As mentioned above, the TFR framework encapsulates the model_FN of Estimator by make_groupWISe_ranking_FN.

The Scoring Function model designed and developed by ourselves defines the network, input and output nodes, and finally only needs to output a logit. This is different from the development of model_FN model under the traditional TensorFlow Estimator. The traditional model not only outputs a logit, but also needs to define how to calculate loss and how to optimize. But the TFR framework already encapsulates and integrates this, so score_FN doesn’t need it here. This brings a problem. In the original model design, we can directly take out the regularized parameters in the network and optimize them in the calculation of Loss. However, after using the TFR framework, the model design and forward calculation are carried out in the model function designed by ourselves, while the calculation of loss is carried out in the TFR framework (Loss_FN in ranking_head), so regularization terms cannot be added.

Someone has raised this issue, but there is no good solution :(github.com/tensorflow/…

When we use more complex networks, regularization is an essential part of our optimization process. If regularization terms are not added for optimization, it will inevitably fall into serious over-fitting, as shown in the figure below:

In order to facilitate the use of TFR framework other functions, we in-depth TFR framework source code to try to solve the regularization problem. As analyzed above, the reason why TFR framework cannot implement regularization is that the Scoring Function is designed and developed by ourselves, but the calculation of loss is encapsulated by TFR framework. Therefore, the core of solving this problem is how to take out the parameters to be regularized from the model developed by ourselves and pass them to the part of calculating Loss in TFR framework. In TFR framework, logIT calculated by our model is integrated with logit, labels and Loss function defined in TFR framework through create_ESTIMator_spec method of Ranking_head. To complete the entire optimization process. In TFR 0.1.5, the create_ESTIMator_spec method already supports passing in regularization_losses, Due to initialization of ranking_model object (our Scoring Function).

GroupwiseRankingModel does not support us to get regularization items of our model, so it cannot be implemented.

In theory, we could make TFR regularized by rewriting the compute_logits method of the _GroupwiseRankingModel class in the TFR source code. See here for code details on how to deal with regularization in the TensorFlow Ranking framework. After the regularization term is added, the over-fitting phenomenon will not be so serious during the training of the same model as the figure:

· Feature input does not support Sequence Features

As described earlier, in the TFR framework, model input features are context_features and example_features, which correspond to characteristics common to a request (context characteristics, user characteristics, etc.) and characteristics unique to item, respectively. The data organized in listwise (usually the Dataset generated by the tfRecords file read by the tool in data.py) needs to be converted by TFR’s feature conversion function (_transform_fn). And then into our Scoring Function.

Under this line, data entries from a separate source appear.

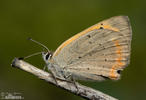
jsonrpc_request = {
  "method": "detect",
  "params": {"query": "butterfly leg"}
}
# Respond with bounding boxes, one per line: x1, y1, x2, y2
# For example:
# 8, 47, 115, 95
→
65, 74, 79, 94
43, 65, 47, 71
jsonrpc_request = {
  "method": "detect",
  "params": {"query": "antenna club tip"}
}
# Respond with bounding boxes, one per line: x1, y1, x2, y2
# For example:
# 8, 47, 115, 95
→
27, 37, 32, 40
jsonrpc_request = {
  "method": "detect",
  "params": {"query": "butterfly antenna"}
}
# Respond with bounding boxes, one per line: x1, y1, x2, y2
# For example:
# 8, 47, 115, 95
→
28, 38, 49, 51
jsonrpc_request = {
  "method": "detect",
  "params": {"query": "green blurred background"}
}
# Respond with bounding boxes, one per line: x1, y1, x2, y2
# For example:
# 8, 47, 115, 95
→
0, 0, 146, 100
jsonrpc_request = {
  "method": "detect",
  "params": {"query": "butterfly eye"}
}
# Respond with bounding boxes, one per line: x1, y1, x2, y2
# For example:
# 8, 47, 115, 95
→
45, 53, 52, 60
117, 70, 122, 74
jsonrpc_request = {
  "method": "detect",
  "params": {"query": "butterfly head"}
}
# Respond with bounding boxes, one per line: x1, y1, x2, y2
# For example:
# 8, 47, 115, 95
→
42, 51, 53, 64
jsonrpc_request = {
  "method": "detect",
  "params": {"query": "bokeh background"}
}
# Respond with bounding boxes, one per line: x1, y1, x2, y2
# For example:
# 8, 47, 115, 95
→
0, 0, 146, 100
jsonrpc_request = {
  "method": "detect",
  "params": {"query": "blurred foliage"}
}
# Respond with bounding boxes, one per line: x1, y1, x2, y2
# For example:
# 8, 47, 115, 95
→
0, 0, 146, 100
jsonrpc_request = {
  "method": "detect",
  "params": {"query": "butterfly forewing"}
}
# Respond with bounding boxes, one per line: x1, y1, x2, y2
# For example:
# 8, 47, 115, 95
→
53, 16, 132, 80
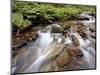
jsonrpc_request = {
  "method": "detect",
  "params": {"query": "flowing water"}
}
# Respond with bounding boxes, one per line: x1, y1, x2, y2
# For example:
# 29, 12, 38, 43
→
14, 12, 95, 73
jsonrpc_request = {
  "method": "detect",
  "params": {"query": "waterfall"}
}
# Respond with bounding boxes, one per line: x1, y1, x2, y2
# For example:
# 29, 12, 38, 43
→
73, 33, 95, 69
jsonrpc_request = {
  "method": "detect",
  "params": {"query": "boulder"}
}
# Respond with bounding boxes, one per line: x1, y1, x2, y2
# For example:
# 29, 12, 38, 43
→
71, 35, 80, 46
68, 47, 83, 58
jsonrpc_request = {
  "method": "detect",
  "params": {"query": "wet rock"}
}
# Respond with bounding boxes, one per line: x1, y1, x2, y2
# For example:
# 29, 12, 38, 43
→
68, 15, 89, 20
77, 26, 87, 37
71, 35, 79, 46
68, 47, 80, 56
90, 33, 96, 39
89, 26, 96, 32
12, 33, 38, 50
51, 26, 62, 33
56, 51, 71, 67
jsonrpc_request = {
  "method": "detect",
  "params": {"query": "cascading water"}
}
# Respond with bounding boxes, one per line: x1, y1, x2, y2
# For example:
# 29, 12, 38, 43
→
72, 33, 95, 69
12, 14, 95, 73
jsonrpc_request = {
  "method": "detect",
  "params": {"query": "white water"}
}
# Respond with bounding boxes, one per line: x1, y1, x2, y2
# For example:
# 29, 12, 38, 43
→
72, 33, 95, 69
12, 13, 95, 73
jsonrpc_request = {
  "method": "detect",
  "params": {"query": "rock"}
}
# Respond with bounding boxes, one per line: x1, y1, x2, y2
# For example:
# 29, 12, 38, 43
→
56, 51, 71, 67
51, 26, 62, 33
77, 26, 87, 37
71, 35, 80, 46
90, 33, 96, 39
68, 47, 83, 58
68, 15, 89, 20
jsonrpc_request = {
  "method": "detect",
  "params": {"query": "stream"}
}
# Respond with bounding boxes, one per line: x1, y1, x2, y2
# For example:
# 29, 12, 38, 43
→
12, 14, 96, 73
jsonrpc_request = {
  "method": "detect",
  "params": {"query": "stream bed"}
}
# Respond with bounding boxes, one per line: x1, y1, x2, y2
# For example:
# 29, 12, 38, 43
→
12, 14, 96, 73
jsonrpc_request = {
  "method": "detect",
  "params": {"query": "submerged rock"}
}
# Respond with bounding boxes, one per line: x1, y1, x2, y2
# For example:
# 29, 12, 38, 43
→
71, 35, 80, 46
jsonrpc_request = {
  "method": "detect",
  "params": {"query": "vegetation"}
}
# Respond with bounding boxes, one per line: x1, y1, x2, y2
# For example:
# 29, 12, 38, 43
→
12, 0, 95, 33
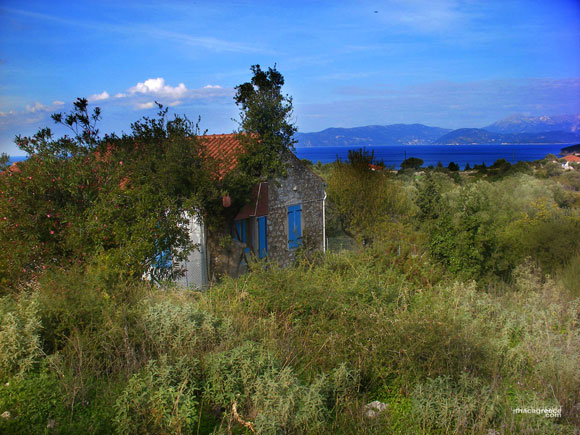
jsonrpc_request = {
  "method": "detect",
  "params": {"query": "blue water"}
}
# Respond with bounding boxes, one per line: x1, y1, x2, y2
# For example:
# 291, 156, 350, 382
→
10, 144, 568, 169
296, 144, 568, 169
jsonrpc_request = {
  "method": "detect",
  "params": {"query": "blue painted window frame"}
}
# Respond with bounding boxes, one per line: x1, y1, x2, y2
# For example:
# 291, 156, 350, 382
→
288, 204, 302, 249
232, 219, 250, 252
256, 216, 268, 258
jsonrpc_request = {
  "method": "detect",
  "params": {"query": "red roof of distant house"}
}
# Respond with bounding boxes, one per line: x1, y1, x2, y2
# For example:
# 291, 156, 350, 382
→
199, 133, 244, 177
564, 154, 580, 163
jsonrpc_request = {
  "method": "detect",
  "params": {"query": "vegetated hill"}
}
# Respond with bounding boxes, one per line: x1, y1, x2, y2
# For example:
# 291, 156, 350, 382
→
295, 124, 451, 147
483, 115, 580, 133
434, 128, 580, 145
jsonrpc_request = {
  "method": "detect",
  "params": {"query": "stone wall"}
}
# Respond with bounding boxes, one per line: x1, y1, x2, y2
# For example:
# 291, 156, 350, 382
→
268, 154, 325, 266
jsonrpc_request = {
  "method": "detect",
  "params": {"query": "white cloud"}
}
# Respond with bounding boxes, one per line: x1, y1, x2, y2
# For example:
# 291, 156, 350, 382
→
137, 101, 155, 109
128, 77, 187, 98
26, 100, 64, 113
88, 91, 109, 102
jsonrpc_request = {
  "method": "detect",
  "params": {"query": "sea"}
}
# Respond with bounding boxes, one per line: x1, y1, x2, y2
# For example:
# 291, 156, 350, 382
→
295, 144, 568, 169
10, 144, 571, 169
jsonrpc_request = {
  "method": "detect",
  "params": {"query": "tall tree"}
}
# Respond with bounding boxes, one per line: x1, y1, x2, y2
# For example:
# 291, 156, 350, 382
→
234, 65, 297, 182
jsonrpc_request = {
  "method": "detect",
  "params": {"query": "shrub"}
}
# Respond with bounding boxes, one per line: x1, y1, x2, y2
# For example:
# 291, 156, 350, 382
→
411, 373, 501, 433
141, 294, 233, 357
0, 294, 42, 381
115, 358, 198, 434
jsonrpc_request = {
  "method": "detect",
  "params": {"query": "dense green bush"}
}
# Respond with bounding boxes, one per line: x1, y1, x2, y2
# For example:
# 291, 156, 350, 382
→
0, 293, 42, 382
115, 358, 199, 434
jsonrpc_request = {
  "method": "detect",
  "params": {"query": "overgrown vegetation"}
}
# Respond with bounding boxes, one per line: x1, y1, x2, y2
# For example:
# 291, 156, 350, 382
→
0, 70, 580, 434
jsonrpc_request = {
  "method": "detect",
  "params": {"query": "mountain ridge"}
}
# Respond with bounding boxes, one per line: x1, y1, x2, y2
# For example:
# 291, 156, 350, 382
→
296, 115, 580, 148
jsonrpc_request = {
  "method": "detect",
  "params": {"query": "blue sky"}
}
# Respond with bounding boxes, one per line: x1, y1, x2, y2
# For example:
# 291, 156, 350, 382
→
0, 0, 580, 155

However, the current feature conversion function (_transform_fn) only supports the conversion of classic features such as numeric_column and categorical_column, but does not support the conversion of sequence_categorical_column. To solve the problem that TFR cannot support SequenceFeatures, we need to adjust the transform_FN feature transformation step.

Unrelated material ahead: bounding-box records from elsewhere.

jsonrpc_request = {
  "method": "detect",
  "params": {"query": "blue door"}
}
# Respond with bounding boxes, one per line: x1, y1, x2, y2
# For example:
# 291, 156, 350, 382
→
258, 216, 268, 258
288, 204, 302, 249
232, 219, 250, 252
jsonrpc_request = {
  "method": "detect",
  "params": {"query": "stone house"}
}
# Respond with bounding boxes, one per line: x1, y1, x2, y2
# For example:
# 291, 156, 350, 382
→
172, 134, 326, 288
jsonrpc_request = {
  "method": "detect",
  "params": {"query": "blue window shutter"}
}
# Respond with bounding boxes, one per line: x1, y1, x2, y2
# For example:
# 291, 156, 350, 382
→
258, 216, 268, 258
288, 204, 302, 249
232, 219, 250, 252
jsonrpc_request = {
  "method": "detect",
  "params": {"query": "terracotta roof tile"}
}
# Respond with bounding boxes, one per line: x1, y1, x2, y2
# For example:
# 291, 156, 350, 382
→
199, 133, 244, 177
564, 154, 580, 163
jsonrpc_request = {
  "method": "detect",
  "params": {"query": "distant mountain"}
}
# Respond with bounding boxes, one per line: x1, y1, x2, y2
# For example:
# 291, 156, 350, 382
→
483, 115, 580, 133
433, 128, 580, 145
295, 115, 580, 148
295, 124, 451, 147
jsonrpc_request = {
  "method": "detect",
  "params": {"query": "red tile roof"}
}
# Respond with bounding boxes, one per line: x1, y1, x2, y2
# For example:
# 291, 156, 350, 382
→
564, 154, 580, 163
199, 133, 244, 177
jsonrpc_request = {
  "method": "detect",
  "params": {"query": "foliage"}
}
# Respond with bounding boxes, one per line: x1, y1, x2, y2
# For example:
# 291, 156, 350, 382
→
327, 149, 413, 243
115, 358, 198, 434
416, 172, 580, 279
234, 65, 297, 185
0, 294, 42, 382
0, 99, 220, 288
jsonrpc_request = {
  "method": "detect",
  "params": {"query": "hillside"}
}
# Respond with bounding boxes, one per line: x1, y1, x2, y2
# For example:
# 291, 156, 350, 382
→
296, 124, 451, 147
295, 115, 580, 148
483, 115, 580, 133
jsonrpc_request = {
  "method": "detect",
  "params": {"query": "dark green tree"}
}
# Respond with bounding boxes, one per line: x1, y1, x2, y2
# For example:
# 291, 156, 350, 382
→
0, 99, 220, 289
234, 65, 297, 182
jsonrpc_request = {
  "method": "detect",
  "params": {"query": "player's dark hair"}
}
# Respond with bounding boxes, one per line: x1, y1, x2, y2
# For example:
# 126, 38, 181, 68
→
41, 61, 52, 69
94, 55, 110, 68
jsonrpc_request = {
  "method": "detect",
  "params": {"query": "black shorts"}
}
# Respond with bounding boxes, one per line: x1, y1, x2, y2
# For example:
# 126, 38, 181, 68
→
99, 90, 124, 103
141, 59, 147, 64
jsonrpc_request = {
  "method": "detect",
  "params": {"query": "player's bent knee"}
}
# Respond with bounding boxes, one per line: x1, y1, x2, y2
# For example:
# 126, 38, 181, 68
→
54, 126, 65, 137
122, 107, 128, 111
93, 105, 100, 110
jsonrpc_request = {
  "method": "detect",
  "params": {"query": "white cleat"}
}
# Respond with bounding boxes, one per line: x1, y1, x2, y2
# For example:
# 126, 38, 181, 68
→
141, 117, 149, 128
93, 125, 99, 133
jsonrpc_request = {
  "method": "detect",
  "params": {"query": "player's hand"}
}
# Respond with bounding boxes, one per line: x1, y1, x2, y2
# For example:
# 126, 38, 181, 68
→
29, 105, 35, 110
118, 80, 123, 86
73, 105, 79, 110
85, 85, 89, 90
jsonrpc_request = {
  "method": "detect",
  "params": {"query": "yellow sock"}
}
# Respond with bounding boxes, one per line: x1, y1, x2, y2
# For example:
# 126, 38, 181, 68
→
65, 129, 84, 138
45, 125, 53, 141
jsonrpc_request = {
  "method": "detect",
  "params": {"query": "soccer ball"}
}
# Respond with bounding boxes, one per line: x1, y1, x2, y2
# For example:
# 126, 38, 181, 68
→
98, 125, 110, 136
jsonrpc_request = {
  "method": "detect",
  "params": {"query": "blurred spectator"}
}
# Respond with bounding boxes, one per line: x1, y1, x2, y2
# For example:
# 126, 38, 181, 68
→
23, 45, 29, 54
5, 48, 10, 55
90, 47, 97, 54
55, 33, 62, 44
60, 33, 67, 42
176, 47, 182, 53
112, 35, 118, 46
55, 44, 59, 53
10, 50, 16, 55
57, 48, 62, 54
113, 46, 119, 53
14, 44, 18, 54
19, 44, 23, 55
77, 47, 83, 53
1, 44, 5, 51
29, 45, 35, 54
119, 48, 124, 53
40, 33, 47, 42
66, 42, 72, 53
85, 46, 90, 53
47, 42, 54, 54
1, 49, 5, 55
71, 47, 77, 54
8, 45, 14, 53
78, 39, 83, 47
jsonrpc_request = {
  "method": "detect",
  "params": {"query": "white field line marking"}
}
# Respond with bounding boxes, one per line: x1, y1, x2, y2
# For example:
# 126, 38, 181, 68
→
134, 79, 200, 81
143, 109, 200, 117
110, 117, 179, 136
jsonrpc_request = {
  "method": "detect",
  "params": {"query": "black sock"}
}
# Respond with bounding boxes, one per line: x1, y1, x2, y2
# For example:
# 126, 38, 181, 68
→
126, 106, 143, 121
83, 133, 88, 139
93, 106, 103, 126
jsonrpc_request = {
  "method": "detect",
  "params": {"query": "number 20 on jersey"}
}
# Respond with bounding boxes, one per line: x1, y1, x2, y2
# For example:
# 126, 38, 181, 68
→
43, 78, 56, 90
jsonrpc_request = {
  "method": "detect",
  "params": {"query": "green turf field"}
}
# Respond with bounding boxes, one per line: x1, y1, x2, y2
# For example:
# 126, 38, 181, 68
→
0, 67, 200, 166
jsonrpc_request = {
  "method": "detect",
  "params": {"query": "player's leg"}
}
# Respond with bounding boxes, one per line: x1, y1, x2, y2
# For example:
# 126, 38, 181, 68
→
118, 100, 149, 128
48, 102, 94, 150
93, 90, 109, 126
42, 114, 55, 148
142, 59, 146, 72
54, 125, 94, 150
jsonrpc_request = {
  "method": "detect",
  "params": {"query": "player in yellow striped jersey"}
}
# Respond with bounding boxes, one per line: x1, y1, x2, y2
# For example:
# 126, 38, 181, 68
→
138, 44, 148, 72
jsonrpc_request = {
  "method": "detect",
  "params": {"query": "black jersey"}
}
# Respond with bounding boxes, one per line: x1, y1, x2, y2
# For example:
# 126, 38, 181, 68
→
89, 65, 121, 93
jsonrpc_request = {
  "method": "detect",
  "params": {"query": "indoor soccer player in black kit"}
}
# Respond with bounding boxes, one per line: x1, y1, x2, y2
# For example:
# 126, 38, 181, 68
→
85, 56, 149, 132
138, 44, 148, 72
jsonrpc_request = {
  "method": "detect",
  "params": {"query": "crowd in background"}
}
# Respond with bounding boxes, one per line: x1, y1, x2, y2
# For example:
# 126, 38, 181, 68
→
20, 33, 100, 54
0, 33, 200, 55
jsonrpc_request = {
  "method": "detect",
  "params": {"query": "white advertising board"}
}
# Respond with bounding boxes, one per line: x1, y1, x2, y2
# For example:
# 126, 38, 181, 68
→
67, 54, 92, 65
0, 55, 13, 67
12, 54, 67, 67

In transform_FN, tFR.feature. encode_listwise_features and

The tfr.feature.encode_pointwise_features functions are defined in feature.py.

The function of these two functions is to generate the dense Tensors of the input model by using user-defined feature columns in listwise or Pointwise mode. Both of these functions call encode_features function to specifically execute feature columns to generate the dense Tensors input model. The encode_features function only supports the conversion of numeric_column and categorical_column, but does not support the conversion of sequence_categorical_column. Through the analysis here, we can see that the feature transformation process is completed in feature.py. Therefore, the core idea to solve the problem that TFR framework supports SequenceFeatures is to modify several functions related to feature transformation in feature.py. Enable these functions to convert the characteristics of the sequence_categorical_column type.

The attributes we use for sequence_categorical_column are all in context_features, so I’m going to take sequence_categorical_column out of that. Add a separate line of code to handle the sequence_categorical_column transformation after handling the classic feature transformation. After the transformation is complete, it is merged back into context_Features, with context_features and example_features still being entered into the model. For details on how to deal with the code, see here. (Let TensorFlow Ranking Framework support SequenceFeatures)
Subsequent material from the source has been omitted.